她真正想要留意的是信上最后父亲偶然提到的一句话。
果然,就听宋氏读道:“湖州之地数日大雨未停,恐有洪涝之险,来时京城正旱,若能阴晴互借,倒成两全……”
张峦言语里倒颇有几分忧国忧民之感。
张眉寿连忙问道:“父亲送信时隔十日余,也不知这其间雨水是否休止了?若是未休,怕已大涝了吧?”
她已经记起来了,这一年浙江湖州遭了洪灾,淹了周遭十余县,流民无数,似乎还因赈灾不及时而起了灾民暴乱。
经女儿一提,宋氏又隐隐担忧起来。
若当真起了洪灾,那丈夫此番别说能顺利历事了,就是安危,只怕都得不到保证。
她虽没有太多见识,却也知道历来天灾泛滥之处,总会有不太平的事情发生。
“若真有洪涝,想必也该报来京城了,这两日我让人留意着探听消息。”宋氏边想边说道。
张眉寿一面点头,一面在心中思量着。
……
大房里,张眉娴被柳氏狠狠地训斥了一顿。
“只因我不是你的亲生母亲,任凭你平日里百般忤逆,我也不曾如何罚过你,可你近日所为着实是欠管教了!”柳氏沉声道。

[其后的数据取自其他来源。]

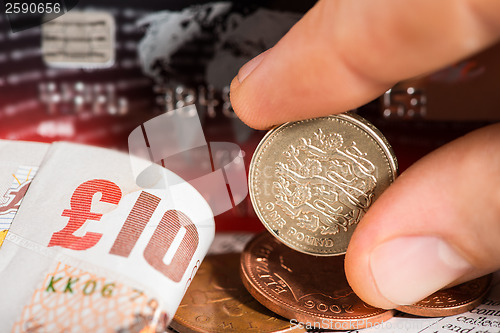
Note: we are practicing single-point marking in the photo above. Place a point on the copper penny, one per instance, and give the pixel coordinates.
(451, 301)
(306, 289)
(217, 301)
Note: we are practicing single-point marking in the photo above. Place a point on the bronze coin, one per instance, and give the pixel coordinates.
(217, 301)
(451, 301)
(311, 290)
(311, 181)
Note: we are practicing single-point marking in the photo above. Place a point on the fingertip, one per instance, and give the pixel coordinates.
(360, 278)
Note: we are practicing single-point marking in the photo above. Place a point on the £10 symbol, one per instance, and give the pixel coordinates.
(139, 216)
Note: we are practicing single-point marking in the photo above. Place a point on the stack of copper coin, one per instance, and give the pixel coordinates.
(310, 183)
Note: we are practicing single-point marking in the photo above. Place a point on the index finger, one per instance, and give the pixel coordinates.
(344, 53)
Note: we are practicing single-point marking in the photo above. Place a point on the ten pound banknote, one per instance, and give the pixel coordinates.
(85, 249)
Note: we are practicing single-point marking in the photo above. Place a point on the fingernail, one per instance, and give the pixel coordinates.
(248, 68)
(408, 269)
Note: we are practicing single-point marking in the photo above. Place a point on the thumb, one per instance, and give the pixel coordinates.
(438, 224)
(344, 53)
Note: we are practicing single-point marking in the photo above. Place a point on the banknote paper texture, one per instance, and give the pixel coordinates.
(89, 250)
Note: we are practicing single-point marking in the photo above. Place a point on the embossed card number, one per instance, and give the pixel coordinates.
(157, 247)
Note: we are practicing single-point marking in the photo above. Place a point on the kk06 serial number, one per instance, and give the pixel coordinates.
(32, 8)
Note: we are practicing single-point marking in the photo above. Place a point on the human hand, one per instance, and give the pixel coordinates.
(439, 223)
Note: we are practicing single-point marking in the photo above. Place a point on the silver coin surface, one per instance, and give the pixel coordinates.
(311, 181)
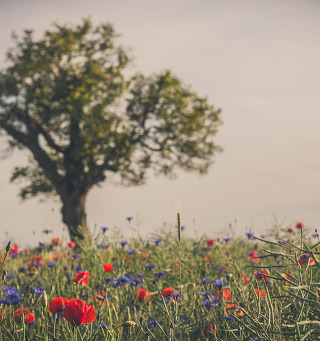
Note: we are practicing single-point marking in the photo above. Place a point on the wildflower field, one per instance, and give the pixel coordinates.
(168, 287)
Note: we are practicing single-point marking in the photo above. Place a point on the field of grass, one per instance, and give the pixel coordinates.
(165, 288)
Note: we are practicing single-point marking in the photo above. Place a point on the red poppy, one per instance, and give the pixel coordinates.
(262, 274)
(168, 292)
(57, 303)
(288, 275)
(72, 245)
(244, 279)
(253, 253)
(15, 249)
(300, 225)
(143, 295)
(208, 330)
(259, 293)
(18, 314)
(210, 242)
(29, 319)
(233, 308)
(303, 259)
(99, 298)
(82, 278)
(108, 267)
(78, 312)
(223, 293)
(55, 241)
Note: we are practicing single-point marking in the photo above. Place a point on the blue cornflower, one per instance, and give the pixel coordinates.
(46, 231)
(249, 234)
(131, 252)
(160, 274)
(206, 293)
(219, 283)
(102, 246)
(204, 281)
(36, 290)
(208, 303)
(13, 293)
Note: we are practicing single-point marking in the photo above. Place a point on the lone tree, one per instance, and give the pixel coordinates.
(68, 100)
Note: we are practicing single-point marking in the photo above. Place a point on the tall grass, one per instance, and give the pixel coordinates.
(219, 297)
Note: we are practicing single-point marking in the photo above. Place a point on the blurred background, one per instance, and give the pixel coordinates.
(256, 60)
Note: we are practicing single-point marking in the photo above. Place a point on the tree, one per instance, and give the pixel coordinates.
(69, 100)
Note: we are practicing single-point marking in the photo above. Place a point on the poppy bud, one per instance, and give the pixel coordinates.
(128, 324)
(44, 299)
(78, 312)
(8, 246)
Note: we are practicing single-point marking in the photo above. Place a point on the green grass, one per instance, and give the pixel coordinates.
(288, 311)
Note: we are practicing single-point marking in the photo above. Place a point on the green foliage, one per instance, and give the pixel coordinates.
(287, 309)
(67, 98)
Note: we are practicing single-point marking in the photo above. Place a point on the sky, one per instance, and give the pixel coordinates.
(256, 60)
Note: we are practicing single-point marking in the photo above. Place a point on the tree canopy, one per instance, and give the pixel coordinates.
(69, 100)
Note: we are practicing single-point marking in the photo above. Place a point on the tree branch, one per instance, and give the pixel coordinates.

张眉娴攥紧了帕子,冷声道:“欠管教?我不过是出门上香而已,怎就成了欠管教了?”
“你错在不该与你三妹一同出门!”柳氏压低了声音,呵斥道:“你难道不知因宴真郡主受伤之事,当初参加花会的小姑娘们近日连门都不敢出了吗?只怕一个不留意,再惹了宁家的眼——你倒好,不仅不想着避讳,反倒拉着你三妹四处招摇,若惹出麻烦来,你担当得起吗?”
张眉娴听得只想冷笑。
“昨日定国公府的二小姐还来找三妹去看清风书院的蹴鞠赛呢,只是三妹未去而已。”
确实有些胆小的人家暂时在避着风头,但求得只是一个言行谨慎,不胡乱议论当日花会之事罢了,哪有柳氏说得那般连门都不敢出了?
“您怕是听闻了林侍郎的死讯,心中不痛快,故意拿我撒气吧?”张眉娴满眼讽刺地看着柳氏。
她眼下忽然心肠硬了起来,甚至半点不厚道地觉得林侍郎死得好极了,至少看着柳氏算盘落空的模样,确实让人解气。
柳氏脸色一沉。
“目无尊长,你说话到底还有没有半点规矩!”
张眉妍在一旁微微皱眉,看着张眉娴道:“大姐,母亲说这些也全是为了你好,你怎能如此曲解母亲的好意?”
“你母亲的‘好意’我向来可都消受不起!”
“我当真太纵容你了……”柳氏似乎气得不轻,痛心疾首般道:“今日我这做母亲的,若不罚你,只怕是压不住你这过分张扬的性子了——且罚你禁足两月,回去好生思过!”
张眉娴抿紧了有些发青的唇,一言不发地看着她。
柳氏眼中满是怒气和压迫。
四目相对良久,张眉娴最终转身大步离开了此处。
张彦回来时,显然也听说了林侍郎猝死之事,脸色难看地很。
原本眼见即将要成为礼部侍郎的岳父,虽说是第三任岳父,虽说这女婿比他还年长几岁……可眼下张彦的心情就是觉得到嘴的肥肉飞走了,心疼得要命!
偏偏柳氏又命人关上了院门,召了一院子的丫鬟婆子过来,说要抓什么家贼,闹不完的幺蛾子。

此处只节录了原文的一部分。